The Conroe skatepark is unique in that it is nestled nicely in a beautiful forested area. The scenery of the park is unlike any park I have ever been to, and definitely provided good vibes for the day. The level of skating in the competition was incredibly high as well. The tricks landed were some that I have never seen in any contest before. Noteworthy skaters included William Isaac, with his super fast, effortless steeze; Matt Rankin, with unbelievable technical tricks; and home-town hero Travis Reynolds, who finessed the whole park with ease. In addition, OG skaters like Chris Fleener and David Grayson showed the young bucks how it is done with proper, classic style. David said he had not competed in a contest in thirteen years, but no one could tell. There was no “ring rust” showing at all!

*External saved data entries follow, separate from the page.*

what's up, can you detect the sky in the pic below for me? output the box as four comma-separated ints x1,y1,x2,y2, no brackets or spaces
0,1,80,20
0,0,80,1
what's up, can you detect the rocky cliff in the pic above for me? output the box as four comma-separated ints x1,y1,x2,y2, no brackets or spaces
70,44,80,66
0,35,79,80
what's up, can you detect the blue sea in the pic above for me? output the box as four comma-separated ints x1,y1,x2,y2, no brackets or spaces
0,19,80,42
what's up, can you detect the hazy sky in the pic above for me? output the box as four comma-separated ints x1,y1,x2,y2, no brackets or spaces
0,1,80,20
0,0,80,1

The judges really had their work cut out for them for the final heat. So many incredible tricks were landed, it was hard at first to decipher a clear-cut winner. Scott Wells showed his consistency throughout the entire competition. He laced incredibly difficult tricks, both natural and switch, which earned him third place. It is worth mentioning that Scott has also placed in the top five of every contest he has entered this year.

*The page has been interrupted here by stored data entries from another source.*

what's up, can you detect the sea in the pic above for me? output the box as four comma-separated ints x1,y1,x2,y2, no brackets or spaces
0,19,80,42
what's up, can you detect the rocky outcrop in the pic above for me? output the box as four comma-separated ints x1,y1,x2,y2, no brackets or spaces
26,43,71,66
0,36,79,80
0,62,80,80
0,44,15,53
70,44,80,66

Houston heavy hitter Eric Balle decided to step down from his role as a judge to skate in the comp. It was a great decision; Eric took second place with impressive switchups, done in perfect form, and he never even seemed to break a sweat doing it.

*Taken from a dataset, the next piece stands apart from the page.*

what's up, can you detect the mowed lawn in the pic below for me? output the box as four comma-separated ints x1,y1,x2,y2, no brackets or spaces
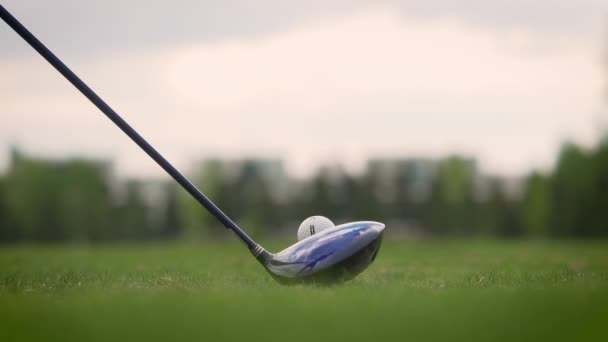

Lastly, while everyone else was partying and enjoying the nightlife before the contest, Austin Goode was at the park perfecting his game and getting his strategy ready for the next day. It is no surprise that he earned first place. Austin is an incredibly dedicated guy that has elevated his skating to become one of the “up and comers” to look out for in the Texas blading scene. During the contest, Austin came through with some mind-boggling tricks that left me speechless. Full cab alley-oop negative acid and true spin negative pornstar on the down ledges, plus 270 backslides to alley-oop topsoul and alley-oop topacid on the perfect stair rails, just to name a few.
Austin deserved the win, hands down.